The Difference between Intrusive and Extrusive Igneous Landforms

The rock that we see, except for meteorites that come from space, is formed from magma. This means that the rock is “Igneous”. The magma can be contained within the Earth’s crust and protected from the atmosphere. This is called “Igneous Intrusive”. The magma may have escaped or vented to the surface of the crust and exposed to the atmosphere. This is called “Igneous Extrusive”.

After the magma cools, intrusive magma cools far more slowly. There is less or none of the chemical interaction, venting of gases, and weathering that goes on in the atmosphere. Crystals are allowed to grow, often until they are visible to the naked eye.

Extrusive magma cools far more quickly, gasses vent off quickly, and weathering begins immediately. Crystals are not allowed to grow until they are visible to the naked eye, creating such rocks as volcanic glass and obsidian.

On a huge scale, there are landforms that are either igneous intrusive or igneous extrusive. The land form may have been intrusive, then later exposed as the surface rock and smaller bits were removed by atmospheric weathering or lifted up in a process that is called isostatic uplift.
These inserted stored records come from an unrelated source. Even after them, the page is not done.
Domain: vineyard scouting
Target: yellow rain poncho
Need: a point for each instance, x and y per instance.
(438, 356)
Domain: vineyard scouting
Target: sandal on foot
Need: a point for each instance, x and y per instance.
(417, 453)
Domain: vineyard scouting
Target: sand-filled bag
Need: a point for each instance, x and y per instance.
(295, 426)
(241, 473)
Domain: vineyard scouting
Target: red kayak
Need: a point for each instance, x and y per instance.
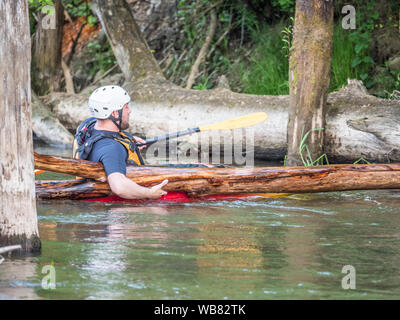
(176, 196)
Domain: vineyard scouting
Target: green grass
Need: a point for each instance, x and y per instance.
(343, 55)
(267, 67)
(266, 71)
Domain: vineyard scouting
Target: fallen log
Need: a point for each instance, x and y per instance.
(198, 182)
(357, 124)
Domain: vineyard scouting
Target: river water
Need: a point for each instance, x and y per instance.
(293, 247)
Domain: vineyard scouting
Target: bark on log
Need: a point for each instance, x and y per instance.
(310, 65)
(47, 127)
(357, 124)
(199, 182)
(18, 218)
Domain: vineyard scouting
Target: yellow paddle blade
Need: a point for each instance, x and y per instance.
(241, 122)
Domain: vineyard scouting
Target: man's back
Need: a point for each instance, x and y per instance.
(110, 152)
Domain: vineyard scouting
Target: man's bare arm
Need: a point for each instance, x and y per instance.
(127, 189)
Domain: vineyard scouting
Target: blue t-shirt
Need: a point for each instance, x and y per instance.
(112, 154)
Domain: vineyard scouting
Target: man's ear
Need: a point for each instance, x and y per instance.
(115, 114)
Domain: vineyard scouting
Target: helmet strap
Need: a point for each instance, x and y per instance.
(116, 120)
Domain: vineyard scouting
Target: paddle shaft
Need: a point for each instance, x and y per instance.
(169, 136)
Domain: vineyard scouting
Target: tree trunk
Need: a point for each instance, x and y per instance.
(18, 219)
(131, 50)
(310, 62)
(46, 51)
(357, 124)
(199, 182)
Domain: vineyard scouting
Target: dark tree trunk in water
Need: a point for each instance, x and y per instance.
(18, 219)
(131, 50)
(310, 62)
(46, 52)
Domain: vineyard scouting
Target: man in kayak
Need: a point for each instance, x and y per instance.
(102, 139)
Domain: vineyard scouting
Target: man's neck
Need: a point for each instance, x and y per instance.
(106, 125)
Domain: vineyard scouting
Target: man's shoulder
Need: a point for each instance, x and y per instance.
(108, 145)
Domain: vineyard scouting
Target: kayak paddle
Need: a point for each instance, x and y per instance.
(241, 122)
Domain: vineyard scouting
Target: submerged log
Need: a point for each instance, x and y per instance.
(199, 182)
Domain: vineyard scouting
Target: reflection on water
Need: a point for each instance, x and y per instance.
(281, 248)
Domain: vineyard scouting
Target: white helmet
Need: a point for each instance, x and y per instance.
(104, 100)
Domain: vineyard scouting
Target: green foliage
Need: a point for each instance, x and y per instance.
(267, 70)
(37, 5)
(303, 149)
(343, 54)
(284, 5)
(361, 38)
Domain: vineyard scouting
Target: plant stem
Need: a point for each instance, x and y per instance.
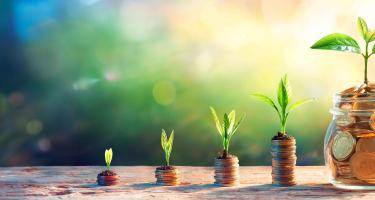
(225, 153)
(366, 56)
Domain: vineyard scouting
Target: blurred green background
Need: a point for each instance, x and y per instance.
(80, 76)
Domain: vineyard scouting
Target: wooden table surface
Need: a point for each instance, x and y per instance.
(137, 182)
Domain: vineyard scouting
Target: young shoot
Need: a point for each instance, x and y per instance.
(108, 157)
(343, 42)
(227, 128)
(284, 106)
(167, 145)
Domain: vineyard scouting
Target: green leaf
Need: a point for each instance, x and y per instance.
(217, 121)
(362, 28)
(282, 94)
(370, 36)
(266, 100)
(338, 42)
(238, 124)
(108, 157)
(287, 86)
(226, 125)
(298, 104)
(163, 139)
(170, 142)
(232, 120)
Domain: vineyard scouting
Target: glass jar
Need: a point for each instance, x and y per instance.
(349, 145)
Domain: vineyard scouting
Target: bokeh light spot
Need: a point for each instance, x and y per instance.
(44, 145)
(84, 83)
(164, 92)
(34, 127)
(16, 98)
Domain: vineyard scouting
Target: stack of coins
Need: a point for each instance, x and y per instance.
(108, 180)
(350, 152)
(227, 171)
(283, 161)
(167, 176)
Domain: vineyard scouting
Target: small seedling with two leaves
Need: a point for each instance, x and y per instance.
(227, 128)
(108, 157)
(167, 145)
(343, 42)
(284, 107)
(107, 177)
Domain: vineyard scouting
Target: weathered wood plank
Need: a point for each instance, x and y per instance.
(138, 183)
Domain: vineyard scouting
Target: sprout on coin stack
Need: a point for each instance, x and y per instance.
(283, 146)
(167, 175)
(108, 177)
(350, 138)
(226, 165)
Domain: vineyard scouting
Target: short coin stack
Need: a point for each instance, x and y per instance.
(167, 175)
(227, 171)
(284, 159)
(107, 178)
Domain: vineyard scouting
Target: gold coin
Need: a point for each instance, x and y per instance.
(366, 145)
(363, 165)
(372, 121)
(343, 145)
(364, 106)
(344, 120)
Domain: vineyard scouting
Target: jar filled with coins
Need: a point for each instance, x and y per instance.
(350, 139)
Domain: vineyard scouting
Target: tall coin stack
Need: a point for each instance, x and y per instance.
(227, 171)
(350, 149)
(167, 176)
(284, 159)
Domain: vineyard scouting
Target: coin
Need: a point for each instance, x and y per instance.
(284, 158)
(372, 121)
(227, 171)
(167, 177)
(366, 145)
(363, 165)
(344, 120)
(343, 145)
(361, 133)
(363, 106)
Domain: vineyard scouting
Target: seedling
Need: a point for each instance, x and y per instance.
(284, 107)
(167, 145)
(343, 42)
(108, 157)
(227, 128)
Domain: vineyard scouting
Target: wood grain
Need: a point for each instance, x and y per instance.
(138, 182)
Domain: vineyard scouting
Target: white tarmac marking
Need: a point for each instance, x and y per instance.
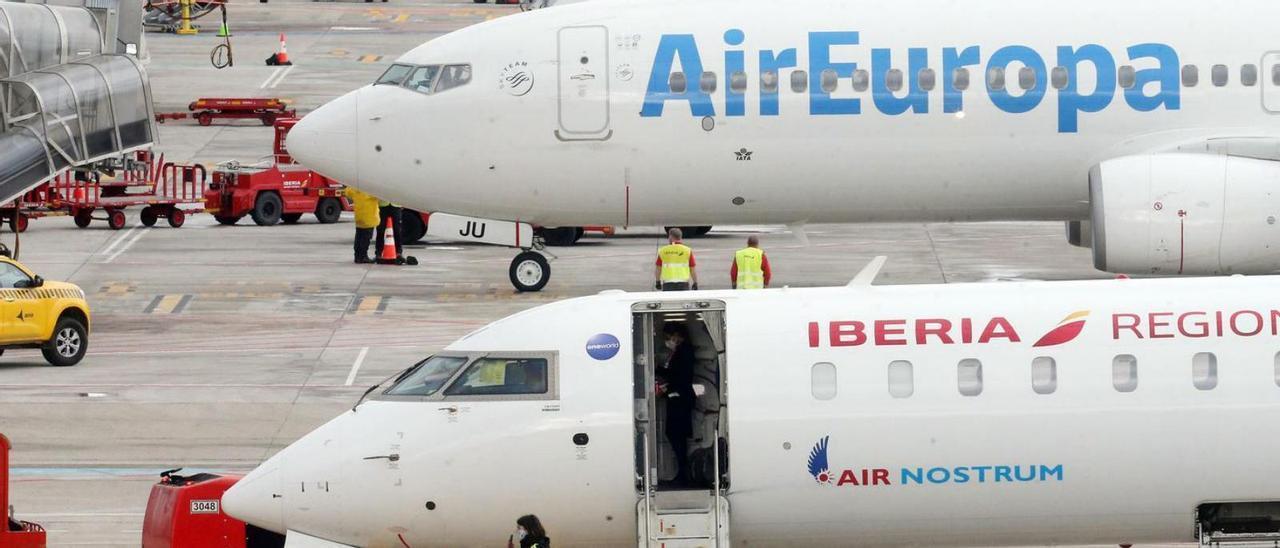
(355, 368)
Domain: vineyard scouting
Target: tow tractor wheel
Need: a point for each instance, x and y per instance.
(328, 210)
(530, 272)
(83, 218)
(266, 209)
(68, 345)
(115, 219)
(149, 217)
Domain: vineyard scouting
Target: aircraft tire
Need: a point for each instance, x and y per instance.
(529, 272)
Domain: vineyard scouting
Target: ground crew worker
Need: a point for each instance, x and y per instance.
(675, 268)
(366, 219)
(750, 268)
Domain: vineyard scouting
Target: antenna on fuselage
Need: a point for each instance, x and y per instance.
(868, 273)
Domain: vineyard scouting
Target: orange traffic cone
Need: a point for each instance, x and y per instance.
(388, 255)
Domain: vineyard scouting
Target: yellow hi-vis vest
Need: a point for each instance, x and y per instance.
(675, 263)
(750, 270)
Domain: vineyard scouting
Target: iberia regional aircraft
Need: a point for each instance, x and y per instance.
(1045, 412)
(1148, 126)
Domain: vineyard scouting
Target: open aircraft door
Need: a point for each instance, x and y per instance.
(1271, 82)
(584, 83)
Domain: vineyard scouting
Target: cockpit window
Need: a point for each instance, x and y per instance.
(502, 377)
(394, 76)
(428, 377)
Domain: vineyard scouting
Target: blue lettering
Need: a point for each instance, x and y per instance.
(685, 48)
(915, 100)
(1070, 103)
(1166, 76)
(819, 60)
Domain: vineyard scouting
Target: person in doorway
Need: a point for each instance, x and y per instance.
(750, 268)
(676, 268)
(366, 219)
(676, 384)
(529, 534)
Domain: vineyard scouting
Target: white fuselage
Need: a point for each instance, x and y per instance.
(585, 142)
(1011, 462)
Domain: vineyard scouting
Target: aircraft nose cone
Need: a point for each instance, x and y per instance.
(325, 140)
(257, 499)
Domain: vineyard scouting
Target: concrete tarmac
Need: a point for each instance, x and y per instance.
(214, 346)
 Or, the land form may have been extrusive and subject to weathering from the time that the magma was extruded onto the surface. This may have happened before the atmosphere was even created through volcanic eruptions! The atmosphere, once created, has many ways of changing magma and rock from one thing into another.

Igneous Intrusive

The igneous intrusive landforms include “Batholithic” formations. These are huge granitic formations of 100 square kilometers or more, where the magma cooled slowly, forming large crystals, and were exposed through weathering or uplife. The major batholitic formations are the Sierra Nevada Batholith of California, Enchanted Rock Batholith, Texas,  and Mt. Desert Island, Maine.

Stone Mountain, Georgiais called a “stock”. It is like a batholith, but is less than 100 square kilometers.

Volcanic necks or throats are crystallized magma that formed in the interior of extinct volcanoes, followed by weathering that removed the rest of the volcano. Devil’s Tower, Wyoming, is an example of a volcanic neck.

There are also Dikes (or fissures), concordant plutons, (all of the above examples are discordant plutons), sills and lacoliths to round out the inventory of igneous intrusive landforms.

Igneous extrusive

Volcanoes are the most obvious igneous extrusive land form. The three main types are shield, cinder cone and composite cone.

Volcanic Depressionsare another type of igneous extrusive land form. These can be in the form of craters that form over a volcanic vent or calderas that are larger craters and basins caused by extreme pyroclastic action from violent eruptions.

Basalt flowsor plateaus are extruded from dikes (or fissures) in floodlike ways. These formations may have cinder cones across the landscape.

Ignimbrite sheets and plateaus happen when two or more violent pyroclastic flows resulted from caldera eruptions. Katmai is an example of an ignibrite sheet at Yellowstone Plateau.

The incredible variety of exposed intrusive and extrusive igneous landforms that are volcanic magma in origin, then weathered  at various times in the atmosphere serve as both permanent and evolving features of the Earth.